As corrected through Wednesday, May 6, 2009


Muriel Siebert, Appellant,
v
Nicholas Dermigny, Respondent.

[*1] Kramer Levin Naftalis & Frankel LLP, New York (Stephen M. Sinaiko of counsel), for appellant.

The Law Offices of Fred Van Remortel, P.C., New York (Allan J. Berlowitz of counsel), for respondent.

Judgment, Supreme Court, New York County (Walter B. Tolub, J.), entered May 30, 2007, after nonjury trial, dismissing the action, unanimously affirmed, with costs. Appeal from order, same court and Justice, entered on or about same date, which dismissed the action after findings of fact and conclusions of law, unanimously dismissed, without costs, as subsumed in the appeal from the judgment.

Plaintiff bore the burden of proof in this action on an unpaid loan. The question was whether the money advanced to defendant was actually a loan in the form of a down payment on a Manhattan co-op apartment, as alleged, or whether it was simply payment on a debt in the form of reimbursement of rent on a New Jersey apartment. As the trial court determined, the testimony of neither party was credible, and there is no basis for concluding that the findings of fact could not have been reached under any fair interpretation of the evidence, especially where those findings rest in large part on witness credibility (see Thoreson v Penthouse Intl., 80 NY2d 490, 495 [1992]).

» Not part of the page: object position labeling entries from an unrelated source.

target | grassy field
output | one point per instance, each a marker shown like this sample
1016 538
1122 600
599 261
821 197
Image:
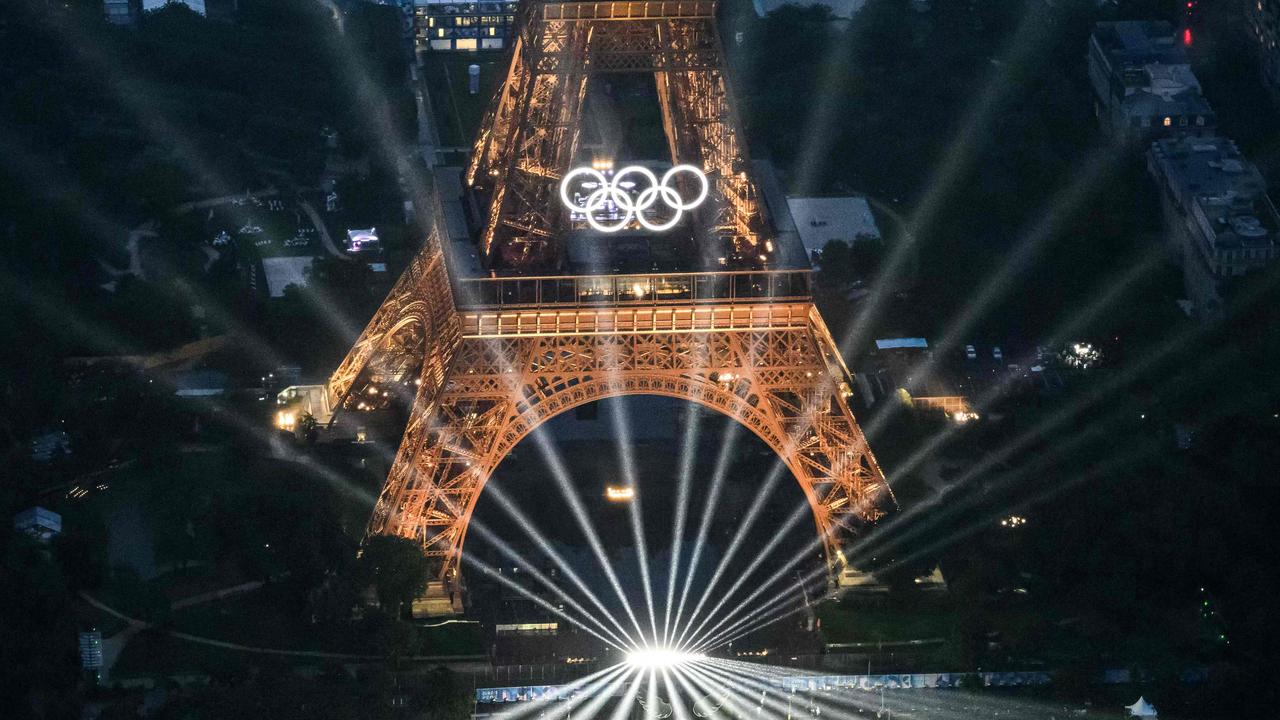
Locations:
261 619
457 112
846 623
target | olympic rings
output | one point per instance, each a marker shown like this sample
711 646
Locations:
632 209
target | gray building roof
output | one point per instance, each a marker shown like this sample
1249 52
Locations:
1219 188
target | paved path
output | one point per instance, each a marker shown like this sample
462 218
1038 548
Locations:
211 201
323 229
222 593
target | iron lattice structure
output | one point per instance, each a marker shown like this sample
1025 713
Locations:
484 377
531 130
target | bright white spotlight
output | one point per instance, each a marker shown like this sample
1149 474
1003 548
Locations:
659 657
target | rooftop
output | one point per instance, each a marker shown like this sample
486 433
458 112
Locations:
822 219
1136 44
1210 177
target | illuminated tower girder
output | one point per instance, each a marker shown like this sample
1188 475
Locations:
484 361
530 132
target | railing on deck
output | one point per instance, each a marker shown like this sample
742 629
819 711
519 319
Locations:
650 288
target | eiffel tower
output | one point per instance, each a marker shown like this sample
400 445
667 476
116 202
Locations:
492 332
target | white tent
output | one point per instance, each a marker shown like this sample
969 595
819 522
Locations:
1141 709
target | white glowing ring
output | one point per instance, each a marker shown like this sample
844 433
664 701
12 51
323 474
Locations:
612 191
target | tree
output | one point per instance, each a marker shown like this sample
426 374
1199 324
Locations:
398 570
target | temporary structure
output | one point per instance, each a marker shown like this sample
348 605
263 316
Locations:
1142 709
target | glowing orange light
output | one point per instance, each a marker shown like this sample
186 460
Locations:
620 493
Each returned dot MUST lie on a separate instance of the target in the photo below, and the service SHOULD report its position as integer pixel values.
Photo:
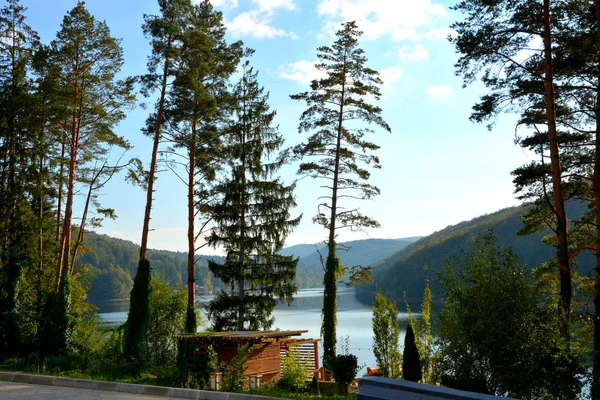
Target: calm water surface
(354, 319)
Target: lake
(354, 320)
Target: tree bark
(562, 252)
(596, 191)
(191, 213)
(152, 172)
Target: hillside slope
(114, 261)
(403, 272)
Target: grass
(80, 367)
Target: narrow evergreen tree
(386, 336)
(88, 101)
(252, 218)
(204, 64)
(411, 362)
(336, 106)
(136, 327)
(17, 218)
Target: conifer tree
(337, 151)
(17, 237)
(386, 336)
(411, 362)
(252, 218)
(164, 32)
(88, 102)
(499, 42)
(193, 111)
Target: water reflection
(304, 313)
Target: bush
(497, 335)
(345, 367)
(293, 374)
(411, 362)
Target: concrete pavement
(16, 385)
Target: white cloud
(401, 19)
(390, 75)
(416, 53)
(440, 33)
(272, 5)
(439, 92)
(224, 3)
(300, 71)
(254, 24)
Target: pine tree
(252, 218)
(411, 362)
(492, 40)
(193, 111)
(336, 105)
(164, 33)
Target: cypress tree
(252, 217)
(136, 327)
(411, 362)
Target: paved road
(20, 391)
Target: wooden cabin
(264, 362)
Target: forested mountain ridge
(404, 272)
(113, 262)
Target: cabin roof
(239, 336)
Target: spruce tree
(337, 107)
(252, 218)
(193, 110)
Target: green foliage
(252, 217)
(495, 333)
(386, 336)
(136, 327)
(293, 373)
(333, 269)
(57, 334)
(233, 372)
(403, 272)
(168, 309)
(411, 361)
(345, 368)
(111, 283)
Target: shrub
(293, 375)
(345, 367)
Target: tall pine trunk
(190, 323)
(152, 172)
(562, 252)
(332, 265)
(596, 192)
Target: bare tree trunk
(596, 190)
(152, 172)
(191, 217)
(562, 252)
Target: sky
(438, 168)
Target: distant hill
(114, 262)
(403, 271)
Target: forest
(511, 322)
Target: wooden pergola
(264, 361)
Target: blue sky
(438, 168)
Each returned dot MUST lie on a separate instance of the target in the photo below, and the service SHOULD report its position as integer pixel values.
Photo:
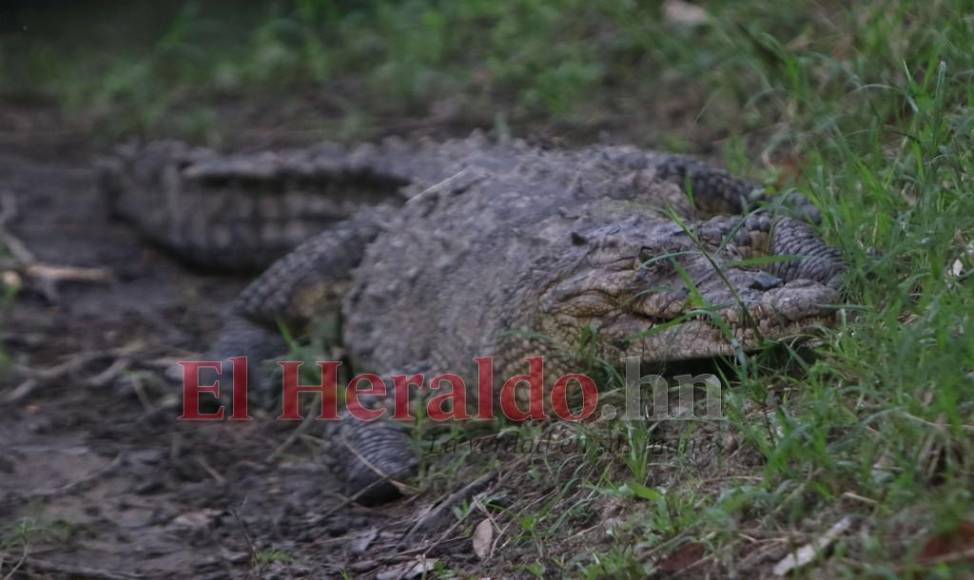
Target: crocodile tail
(240, 212)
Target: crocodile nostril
(765, 281)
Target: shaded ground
(103, 478)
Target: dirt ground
(98, 478)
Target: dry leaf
(483, 536)
(683, 13)
(956, 545)
(809, 552)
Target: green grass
(866, 108)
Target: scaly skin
(510, 251)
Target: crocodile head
(665, 292)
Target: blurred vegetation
(865, 107)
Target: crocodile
(435, 253)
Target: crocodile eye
(656, 260)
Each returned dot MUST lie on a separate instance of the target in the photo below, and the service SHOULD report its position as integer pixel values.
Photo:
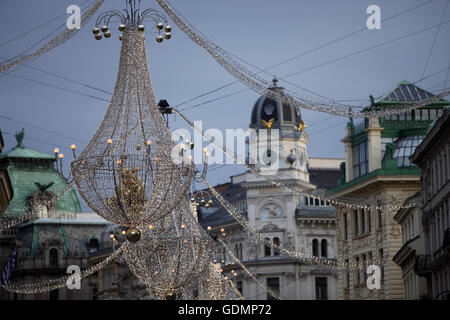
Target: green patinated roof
(22, 152)
(27, 167)
(406, 91)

The court noted the absence of a written agreement between the parties or any purpose memorialized on plaintiff's check that might have indicated the funds advanced to defendant constituted a loan. Furthermore, plaintiff failed to demand payment from defendant even after the latter received substantial bonuses. Whether a notation in plaintiff's check ledger (that the [*2]check represented a loan) constituted a contemporaneous writing rested on plaintiff's credibility, which the court found lacking. Concur—Tom, J.P., Saxe, Sweeny, Acosta and Freedman, JJ.